Para enfrentar a invasão por um patógeno, nosso organismo recorre a uma
variedade de respostas de defesa, dentre as quais se destaca a reação inflamatória.
Essa reação pode levar a danos ao organismo e em função disso, substâncias que
possam controlar esse processo e evitar danos teciduais e/ou morte do hospedeiro
causada por respostas inflamatórias intensas são alvo de intenso estudo. Sendo
assim, o objetivo desse trabalho foi avaliar a ação anti-inflamatória dos extratos
metanólico e aquoso da Caulerpa mexicana, que é uma alga verde que cresce sobre
rochas ou associada a outras algas, em diferentes modelos de inflamação. No modelo
de peritonite, camundongos Swiss foram tratados pela via intravenosa (iv) com
diferentes doses (2 mg/kg, 0.4mg/kg e 0.2 mg/kg) extrato aquoso ou metanólico de C.

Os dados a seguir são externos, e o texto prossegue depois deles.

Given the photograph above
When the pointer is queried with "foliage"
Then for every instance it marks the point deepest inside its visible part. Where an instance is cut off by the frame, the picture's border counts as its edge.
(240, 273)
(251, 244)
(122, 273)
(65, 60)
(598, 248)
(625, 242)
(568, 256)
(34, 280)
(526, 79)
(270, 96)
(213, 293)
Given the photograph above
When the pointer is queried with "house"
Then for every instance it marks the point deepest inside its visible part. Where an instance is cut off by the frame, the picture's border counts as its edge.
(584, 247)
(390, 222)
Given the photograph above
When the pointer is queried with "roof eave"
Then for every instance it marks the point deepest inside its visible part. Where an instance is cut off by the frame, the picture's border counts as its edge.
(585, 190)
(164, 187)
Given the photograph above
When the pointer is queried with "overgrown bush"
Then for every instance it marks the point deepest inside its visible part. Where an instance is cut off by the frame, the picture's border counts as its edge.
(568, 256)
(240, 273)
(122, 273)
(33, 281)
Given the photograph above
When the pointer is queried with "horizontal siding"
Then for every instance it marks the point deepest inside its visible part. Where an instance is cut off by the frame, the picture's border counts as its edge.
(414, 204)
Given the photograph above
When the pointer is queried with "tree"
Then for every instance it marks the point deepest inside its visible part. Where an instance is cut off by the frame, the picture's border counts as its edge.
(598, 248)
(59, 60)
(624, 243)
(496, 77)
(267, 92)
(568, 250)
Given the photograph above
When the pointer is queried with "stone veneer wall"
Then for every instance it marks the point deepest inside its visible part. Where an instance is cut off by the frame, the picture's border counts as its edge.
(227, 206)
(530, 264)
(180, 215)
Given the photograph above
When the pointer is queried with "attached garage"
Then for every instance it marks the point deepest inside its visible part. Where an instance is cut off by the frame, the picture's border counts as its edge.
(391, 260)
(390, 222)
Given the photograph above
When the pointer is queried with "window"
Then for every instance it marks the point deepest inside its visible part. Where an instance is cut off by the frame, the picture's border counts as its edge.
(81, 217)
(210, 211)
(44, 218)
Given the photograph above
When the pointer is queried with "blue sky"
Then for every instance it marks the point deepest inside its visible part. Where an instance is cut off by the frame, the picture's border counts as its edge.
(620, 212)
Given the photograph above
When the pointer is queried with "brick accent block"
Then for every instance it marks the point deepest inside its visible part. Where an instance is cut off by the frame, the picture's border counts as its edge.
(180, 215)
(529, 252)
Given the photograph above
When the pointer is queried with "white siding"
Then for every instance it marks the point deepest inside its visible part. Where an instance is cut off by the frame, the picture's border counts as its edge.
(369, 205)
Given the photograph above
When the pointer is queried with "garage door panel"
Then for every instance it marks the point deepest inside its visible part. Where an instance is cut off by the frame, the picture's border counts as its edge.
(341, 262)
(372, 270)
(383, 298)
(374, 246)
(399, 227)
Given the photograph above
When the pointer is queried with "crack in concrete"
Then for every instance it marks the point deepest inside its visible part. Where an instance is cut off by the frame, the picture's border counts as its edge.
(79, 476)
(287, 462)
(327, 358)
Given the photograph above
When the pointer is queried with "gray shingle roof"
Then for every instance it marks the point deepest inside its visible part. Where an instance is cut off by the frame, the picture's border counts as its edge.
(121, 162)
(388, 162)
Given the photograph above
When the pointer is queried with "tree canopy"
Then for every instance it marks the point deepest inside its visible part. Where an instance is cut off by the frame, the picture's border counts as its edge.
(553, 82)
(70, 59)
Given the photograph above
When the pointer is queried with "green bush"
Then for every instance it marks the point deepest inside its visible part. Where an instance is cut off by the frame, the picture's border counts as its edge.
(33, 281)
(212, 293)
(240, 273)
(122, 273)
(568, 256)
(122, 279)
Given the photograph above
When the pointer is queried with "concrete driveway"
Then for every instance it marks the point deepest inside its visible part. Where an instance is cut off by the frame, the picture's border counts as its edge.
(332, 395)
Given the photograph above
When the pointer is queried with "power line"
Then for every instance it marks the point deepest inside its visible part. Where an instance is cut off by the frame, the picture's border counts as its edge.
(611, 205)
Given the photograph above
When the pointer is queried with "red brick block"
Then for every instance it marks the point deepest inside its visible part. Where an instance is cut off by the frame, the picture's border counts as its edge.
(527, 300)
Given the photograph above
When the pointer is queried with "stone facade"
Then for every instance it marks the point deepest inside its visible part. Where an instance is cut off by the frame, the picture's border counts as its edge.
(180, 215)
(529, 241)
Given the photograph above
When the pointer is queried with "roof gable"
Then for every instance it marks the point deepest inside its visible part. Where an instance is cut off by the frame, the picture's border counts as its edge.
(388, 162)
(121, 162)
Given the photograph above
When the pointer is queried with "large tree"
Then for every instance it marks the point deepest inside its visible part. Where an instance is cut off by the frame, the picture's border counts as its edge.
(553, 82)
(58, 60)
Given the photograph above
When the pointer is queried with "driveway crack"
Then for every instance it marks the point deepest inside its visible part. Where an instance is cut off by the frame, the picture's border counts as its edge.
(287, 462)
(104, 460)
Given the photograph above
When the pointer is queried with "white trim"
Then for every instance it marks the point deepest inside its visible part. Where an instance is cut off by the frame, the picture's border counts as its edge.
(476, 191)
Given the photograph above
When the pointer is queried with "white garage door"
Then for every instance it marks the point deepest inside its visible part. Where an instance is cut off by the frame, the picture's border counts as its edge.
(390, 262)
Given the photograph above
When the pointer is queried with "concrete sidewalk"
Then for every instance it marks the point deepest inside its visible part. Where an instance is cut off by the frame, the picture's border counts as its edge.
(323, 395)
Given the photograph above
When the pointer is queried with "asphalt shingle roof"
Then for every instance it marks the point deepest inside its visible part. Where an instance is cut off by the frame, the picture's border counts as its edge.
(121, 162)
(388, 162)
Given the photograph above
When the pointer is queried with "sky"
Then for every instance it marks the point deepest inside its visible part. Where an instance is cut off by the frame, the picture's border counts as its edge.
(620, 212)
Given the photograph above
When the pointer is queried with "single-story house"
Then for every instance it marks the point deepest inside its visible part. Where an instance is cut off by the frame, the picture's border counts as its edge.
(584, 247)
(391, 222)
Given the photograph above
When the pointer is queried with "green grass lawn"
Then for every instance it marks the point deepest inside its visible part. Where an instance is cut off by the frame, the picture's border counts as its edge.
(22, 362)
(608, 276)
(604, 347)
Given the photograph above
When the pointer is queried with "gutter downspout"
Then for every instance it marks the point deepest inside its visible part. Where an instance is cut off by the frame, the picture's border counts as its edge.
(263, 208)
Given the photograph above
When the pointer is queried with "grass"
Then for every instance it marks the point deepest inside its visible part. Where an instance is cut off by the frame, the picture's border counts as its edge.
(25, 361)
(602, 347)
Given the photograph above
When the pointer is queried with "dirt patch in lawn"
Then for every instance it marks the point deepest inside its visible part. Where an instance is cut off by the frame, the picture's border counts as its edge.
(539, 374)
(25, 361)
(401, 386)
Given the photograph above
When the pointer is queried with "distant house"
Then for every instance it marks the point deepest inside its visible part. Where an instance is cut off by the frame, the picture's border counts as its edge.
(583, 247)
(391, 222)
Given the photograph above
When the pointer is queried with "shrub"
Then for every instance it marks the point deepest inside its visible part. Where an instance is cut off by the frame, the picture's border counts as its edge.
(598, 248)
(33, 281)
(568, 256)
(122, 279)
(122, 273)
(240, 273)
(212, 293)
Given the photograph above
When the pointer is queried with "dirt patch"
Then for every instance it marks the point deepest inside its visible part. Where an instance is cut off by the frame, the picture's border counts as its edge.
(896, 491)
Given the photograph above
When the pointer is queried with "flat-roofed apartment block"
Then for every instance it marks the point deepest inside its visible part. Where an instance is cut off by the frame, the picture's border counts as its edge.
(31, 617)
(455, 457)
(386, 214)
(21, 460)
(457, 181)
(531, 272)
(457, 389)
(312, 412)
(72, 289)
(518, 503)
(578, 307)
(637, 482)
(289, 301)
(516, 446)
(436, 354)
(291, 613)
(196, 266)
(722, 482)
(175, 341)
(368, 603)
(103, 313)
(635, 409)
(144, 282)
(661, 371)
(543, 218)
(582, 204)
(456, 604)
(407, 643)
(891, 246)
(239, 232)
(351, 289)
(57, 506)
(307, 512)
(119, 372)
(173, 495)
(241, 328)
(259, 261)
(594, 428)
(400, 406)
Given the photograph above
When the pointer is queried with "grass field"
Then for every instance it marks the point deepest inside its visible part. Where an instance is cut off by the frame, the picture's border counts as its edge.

mexicana ou intraperitonealmente (ip) com 0.5 mg/kg dexametasona (DEXA). Após 30
minutos foram inoculados na cavidade peritoneal com 1ml de zimosam (1mg/ml). O
exsudato inflamatório foi colhido 6, 24 e 48 horas após a injeção de zimosam, e foi
observado que o tratamento com os extratos da C. mexicana, similar à DEXA, diminuiu
a migração do número de leucócitos na cavidade peritoneal induzida pelo estímulo
inflamatório. Em modelo de edema de orelha camundongos Swiss foram tratados com
100 μl pela via subcutânea com extrato metanólico ou aquoso de C. mexicana (2
mg/kg e 0.4 mg/kg) ou ip com 0.5 mg/kg de DEXA. Após 30 minutos foram gotejados e
pincelados 40μl de xilol na orelha direita e 15 minutos depois as orelhas foram
seccionadas e pesadas para avaliação do edema. O tratamento com os extratos da C.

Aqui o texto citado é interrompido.